2 thoughts on “Things we don’t do, and places we don’t go

  1. I’m trying to let go of paper too. I donated or recycled several boxes’ worth of travel books, guides and maps when we started full-timing. There’s another box of guidebooks stashed under the bed for areas that we hope to travel to. It’s hard to justify using the weight and space for books when there are so many internet research options.

    I like TripAdvisor to review attractions, and Yelp! for restaurants and services. It seems like Yelp! has more reviews from local folks, while TripAdvisor is obviously focused more on tourists. Google reviews are also useful.

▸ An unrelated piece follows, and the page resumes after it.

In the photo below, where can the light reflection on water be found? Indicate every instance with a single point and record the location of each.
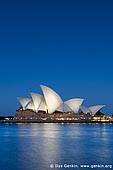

    You mentioned botanical gardens and wildlife sanctuaries — two of my favorites. What else interests you?

    Liked by 1 person

    1. One of the problems I had a hard time accepting was that printed brochures are dated and obsolescence happens rapidly in today’s world. Once I accepted that I found it easier to stop collecting and to trash all those brochures!

      I still stop at a lot of state visitor centers — on the first time through in several years, or when approaching a state from a different direction. Most of those have regional brochures that I might not have seen. I spend more time at the center looking at brochures and PICK UP fewer.

      I keep trying to use YELP! and can’t get comfortable with it. Don’t know why — the design metaphor just seems clunky to me. Agreed about Google reviews too.

      We like the arts, specially music and painting — so we look for exhibits, specially seasonal or traveling exhibits. We also LOVE botanical gardens and now that we’ll be traveling by car more often — and it will be easier to access gardens I suspect we’ll visit even more. A membership with any of the local gardens that has reciprocal rights means you can visit many of the gardens around the country for free. A favorite choice of ours.